January 10, 2017   Tuesday

I listened to a most interesting talk this evening by author Gary Jenkins. He described how the F.B.I. brought down the huge Las Vegas Strip casino skim operations that were directed by multiple Mafia gangs, and which were fictionalized in the movie Casino (1995). Gary joined the F.B.I.’s surveillance teams in the initial stages of their “Strawman” skimming investigation. At that time, Gary was a Kansas City Police Detective, where he served for twenty-five years, and he now produces the true-crime podcast Gangland Wire Crime Stories.

Gary worked diligently to obtain the FBI’s recordings from their legal telephone wiretaps and bugs of conversations by Kansas City Mafia boss Nick Civella with his lieutenant Carl “Tuffy” DeLuna and other cohorts, and with his Las Vegas casino operators. Tonight, Gary played many of these taped conversations for his audience at the Clark County Library in Las Vegas. His new book Leaving Vegas: The True Story of How the F.B.I. Wiretaps Ended Mob Domination of Las Vegas Casinos is filled with the FBI’s transcripts.

These recorded conversations are very important to my research of organized-crime as it bears on the Nevada casino industry. Not only are the topics these mobsters discussed very relevant to me, but also how these gangsters discussed them. These recordings illustrate how gangsters really talk in private conversations with their cohorts and with the people they do business.

While Hollywood movies and TV shows invariably present these gangsters as bullying, threatening, and intimidating in virtually every scene, in these recordings, every underworld leader talked exactly like a normal person. Even though these hoods were deeply concerned about, and frustrated by, the actions of others, they did not make a single threat, never mentioned the use of violence, and did not even express any anger. As I listened to the FBI’s recordings, I focused on the tonality of the speakers as much as their subject matter. Their tenor and attitude was always casual and informative, identical to the way normal businessmen and friends talk.
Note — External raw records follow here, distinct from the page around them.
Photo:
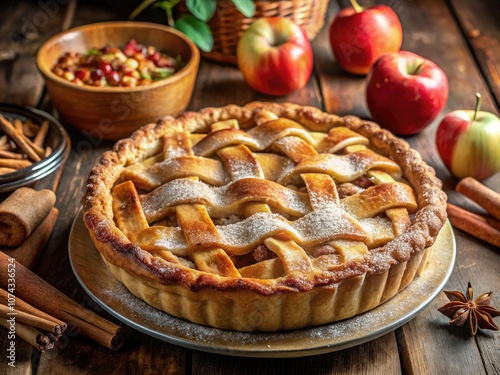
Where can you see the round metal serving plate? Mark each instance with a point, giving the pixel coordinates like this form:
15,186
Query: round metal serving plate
99,283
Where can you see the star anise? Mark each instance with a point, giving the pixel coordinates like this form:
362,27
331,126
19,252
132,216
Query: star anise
464,311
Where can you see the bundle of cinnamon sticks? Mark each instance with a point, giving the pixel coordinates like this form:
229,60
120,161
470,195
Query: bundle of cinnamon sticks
21,144
54,306
484,227
23,320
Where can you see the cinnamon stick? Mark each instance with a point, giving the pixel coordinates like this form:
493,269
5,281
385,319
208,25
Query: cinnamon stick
45,297
473,224
14,163
21,305
32,320
10,155
22,212
4,170
19,139
39,139
30,334
481,194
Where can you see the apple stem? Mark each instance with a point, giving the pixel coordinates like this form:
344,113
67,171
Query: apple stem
356,6
478,105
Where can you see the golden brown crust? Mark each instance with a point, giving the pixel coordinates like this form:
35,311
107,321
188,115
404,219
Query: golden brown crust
159,274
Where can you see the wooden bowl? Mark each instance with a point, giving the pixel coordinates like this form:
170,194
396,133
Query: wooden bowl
115,112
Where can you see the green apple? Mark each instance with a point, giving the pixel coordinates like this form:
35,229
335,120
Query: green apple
468,142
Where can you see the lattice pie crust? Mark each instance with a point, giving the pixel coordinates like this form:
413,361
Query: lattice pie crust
263,217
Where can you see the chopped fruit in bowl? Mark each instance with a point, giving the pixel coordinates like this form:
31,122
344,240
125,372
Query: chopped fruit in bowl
133,65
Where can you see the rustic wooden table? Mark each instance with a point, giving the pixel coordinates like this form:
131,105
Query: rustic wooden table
461,36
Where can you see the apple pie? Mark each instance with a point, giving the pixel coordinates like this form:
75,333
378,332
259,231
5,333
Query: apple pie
263,217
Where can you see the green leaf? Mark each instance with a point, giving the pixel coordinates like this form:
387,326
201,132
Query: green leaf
196,30
202,9
167,5
246,7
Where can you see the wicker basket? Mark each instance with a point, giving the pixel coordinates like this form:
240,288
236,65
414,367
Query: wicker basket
228,23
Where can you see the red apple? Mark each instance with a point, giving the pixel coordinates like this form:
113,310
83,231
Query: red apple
405,92
468,142
275,56
359,36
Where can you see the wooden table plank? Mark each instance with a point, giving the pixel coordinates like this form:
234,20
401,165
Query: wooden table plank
24,30
481,26
377,357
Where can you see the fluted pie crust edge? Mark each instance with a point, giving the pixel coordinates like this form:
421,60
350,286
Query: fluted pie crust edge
290,302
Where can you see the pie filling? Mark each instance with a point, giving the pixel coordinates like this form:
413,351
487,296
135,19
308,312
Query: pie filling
260,209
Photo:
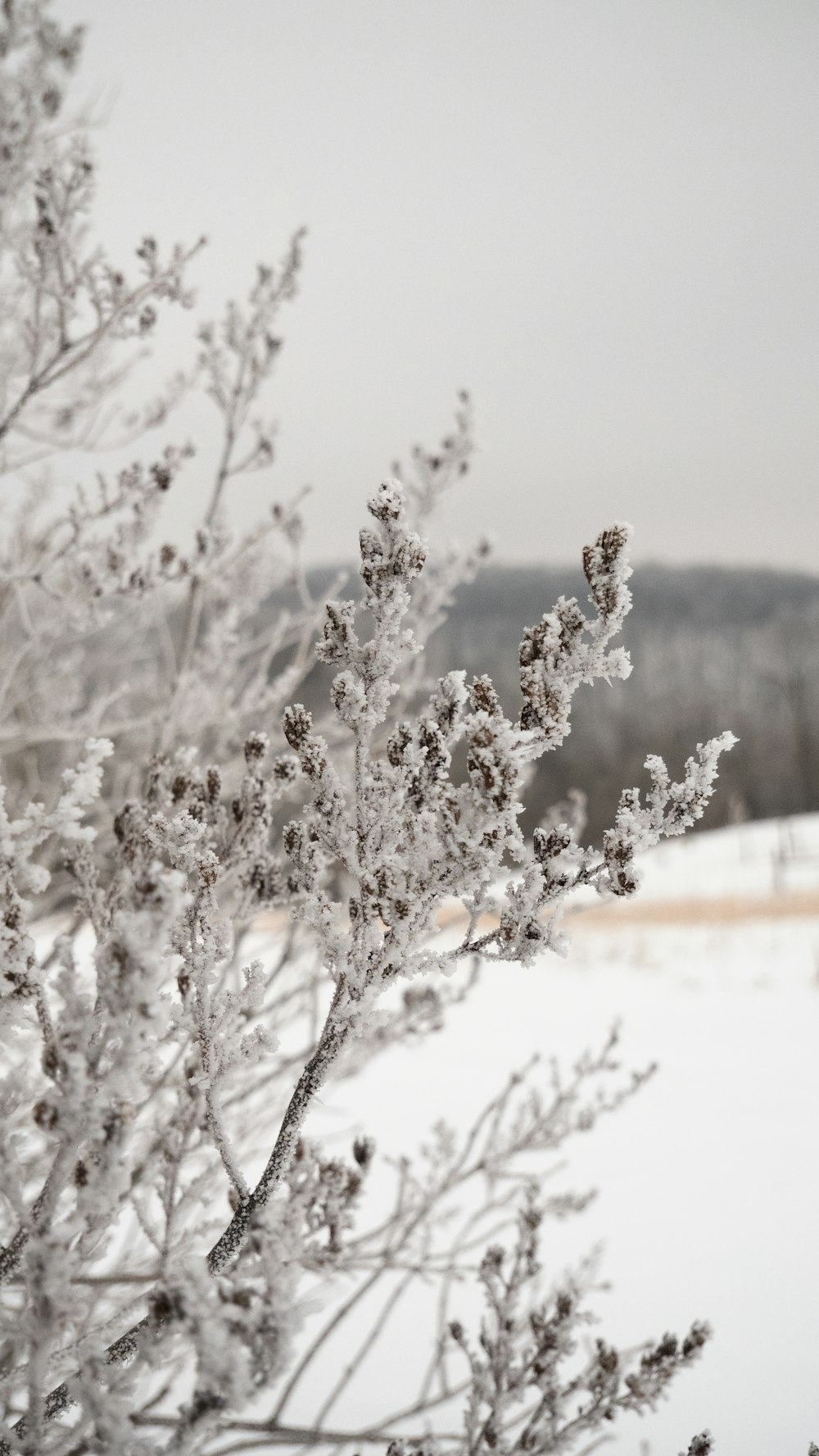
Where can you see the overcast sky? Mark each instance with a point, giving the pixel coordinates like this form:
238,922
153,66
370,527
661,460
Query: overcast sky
601,215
In my research, I found every major gang leader from the 1920s through the 1980s talked normally and usually politely. Almost all of these top gangsters were in power before the advent of primary elections, when each political party selected a single candidate for each office privately behind closed doors. Many of the top gangsters in this era were powerful political leaders in their districts, and they always dealt with their voters and their problems helpfully and with understanding. Besides, what politician, law enforcer, prosecutor, judge, businessman, or union leader would seek out and make a business arrangement with a gang leader who constantly threatened and bullied them like a stereotypical Hollywood gangster? The dark, evil side of these criminals surfaced for the world to see only when they were threatened, or when those who exploited or took advantage of innocent victims, or attacked gangland competitors, were carrying out their terrible crimes.
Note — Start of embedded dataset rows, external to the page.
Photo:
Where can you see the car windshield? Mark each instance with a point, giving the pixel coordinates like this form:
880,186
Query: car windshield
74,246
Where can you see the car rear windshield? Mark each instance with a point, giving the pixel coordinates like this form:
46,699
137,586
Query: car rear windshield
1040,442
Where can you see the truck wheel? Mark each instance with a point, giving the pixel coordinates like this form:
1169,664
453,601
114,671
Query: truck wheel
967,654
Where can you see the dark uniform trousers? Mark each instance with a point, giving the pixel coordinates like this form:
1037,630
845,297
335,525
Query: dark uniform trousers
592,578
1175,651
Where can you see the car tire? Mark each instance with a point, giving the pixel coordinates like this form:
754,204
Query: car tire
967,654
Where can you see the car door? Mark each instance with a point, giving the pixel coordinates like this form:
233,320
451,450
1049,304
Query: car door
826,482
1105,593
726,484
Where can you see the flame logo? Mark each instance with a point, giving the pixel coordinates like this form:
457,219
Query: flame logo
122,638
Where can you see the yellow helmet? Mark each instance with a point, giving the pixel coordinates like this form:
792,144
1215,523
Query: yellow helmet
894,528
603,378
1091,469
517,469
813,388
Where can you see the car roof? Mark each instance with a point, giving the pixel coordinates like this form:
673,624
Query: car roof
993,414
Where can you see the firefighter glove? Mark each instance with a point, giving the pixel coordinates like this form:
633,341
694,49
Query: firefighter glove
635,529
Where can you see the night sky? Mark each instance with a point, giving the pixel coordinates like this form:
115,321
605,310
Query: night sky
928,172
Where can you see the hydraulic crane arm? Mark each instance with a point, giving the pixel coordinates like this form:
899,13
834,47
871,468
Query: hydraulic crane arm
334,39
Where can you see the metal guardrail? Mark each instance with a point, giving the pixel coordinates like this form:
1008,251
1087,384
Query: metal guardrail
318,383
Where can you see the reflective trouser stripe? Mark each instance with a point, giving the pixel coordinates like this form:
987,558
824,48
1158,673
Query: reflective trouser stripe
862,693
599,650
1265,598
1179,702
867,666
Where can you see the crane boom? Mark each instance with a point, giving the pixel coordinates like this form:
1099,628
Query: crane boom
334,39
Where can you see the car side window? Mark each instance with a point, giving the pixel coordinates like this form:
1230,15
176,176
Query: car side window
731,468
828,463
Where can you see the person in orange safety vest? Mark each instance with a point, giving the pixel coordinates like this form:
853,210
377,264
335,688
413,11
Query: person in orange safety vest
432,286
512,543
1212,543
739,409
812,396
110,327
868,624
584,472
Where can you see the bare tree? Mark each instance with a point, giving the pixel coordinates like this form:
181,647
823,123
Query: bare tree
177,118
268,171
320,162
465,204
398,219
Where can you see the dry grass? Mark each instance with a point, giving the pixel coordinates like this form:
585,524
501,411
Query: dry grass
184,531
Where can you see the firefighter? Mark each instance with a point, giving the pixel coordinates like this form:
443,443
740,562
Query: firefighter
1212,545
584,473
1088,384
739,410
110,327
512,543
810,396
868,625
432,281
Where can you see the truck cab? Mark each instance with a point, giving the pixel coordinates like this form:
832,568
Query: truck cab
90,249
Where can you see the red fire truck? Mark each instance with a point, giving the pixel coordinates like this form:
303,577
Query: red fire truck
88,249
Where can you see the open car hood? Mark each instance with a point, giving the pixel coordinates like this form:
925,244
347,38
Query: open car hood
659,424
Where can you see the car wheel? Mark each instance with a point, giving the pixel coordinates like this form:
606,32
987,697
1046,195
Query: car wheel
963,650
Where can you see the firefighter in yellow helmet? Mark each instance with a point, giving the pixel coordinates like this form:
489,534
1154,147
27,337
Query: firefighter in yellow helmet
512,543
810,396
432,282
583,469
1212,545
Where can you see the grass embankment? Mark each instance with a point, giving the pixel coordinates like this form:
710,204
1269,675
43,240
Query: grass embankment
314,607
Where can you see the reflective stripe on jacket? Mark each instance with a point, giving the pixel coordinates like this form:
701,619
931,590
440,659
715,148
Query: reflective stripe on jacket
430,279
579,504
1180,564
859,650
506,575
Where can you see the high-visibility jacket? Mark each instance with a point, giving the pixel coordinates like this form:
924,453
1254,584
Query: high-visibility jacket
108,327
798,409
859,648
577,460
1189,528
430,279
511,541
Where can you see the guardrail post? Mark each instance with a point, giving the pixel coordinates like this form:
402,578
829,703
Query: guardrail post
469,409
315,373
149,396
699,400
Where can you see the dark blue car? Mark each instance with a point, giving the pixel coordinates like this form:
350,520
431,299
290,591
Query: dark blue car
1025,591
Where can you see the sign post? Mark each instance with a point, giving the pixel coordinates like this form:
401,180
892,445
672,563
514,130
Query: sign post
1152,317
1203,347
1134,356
Gary Jenkins responded to this Blog post. This former long-time Detective, who spent his career fighting organized crime, agreed with my point above but with very different and such effective imagery. “That is exactly what I want folks to understand, the skillful mob bosses are not cartoon figures. They are real people who talk and react like most of us. They make thoughtful decisions after careful consideration.” Wow! I had never thought about Hollywood’s presentation of gangsters as cartoon characters, but unfortunately that is really the way our film industry, during its first century of existence, has depicted the horrible exploitation and brutality of our worst criminal element.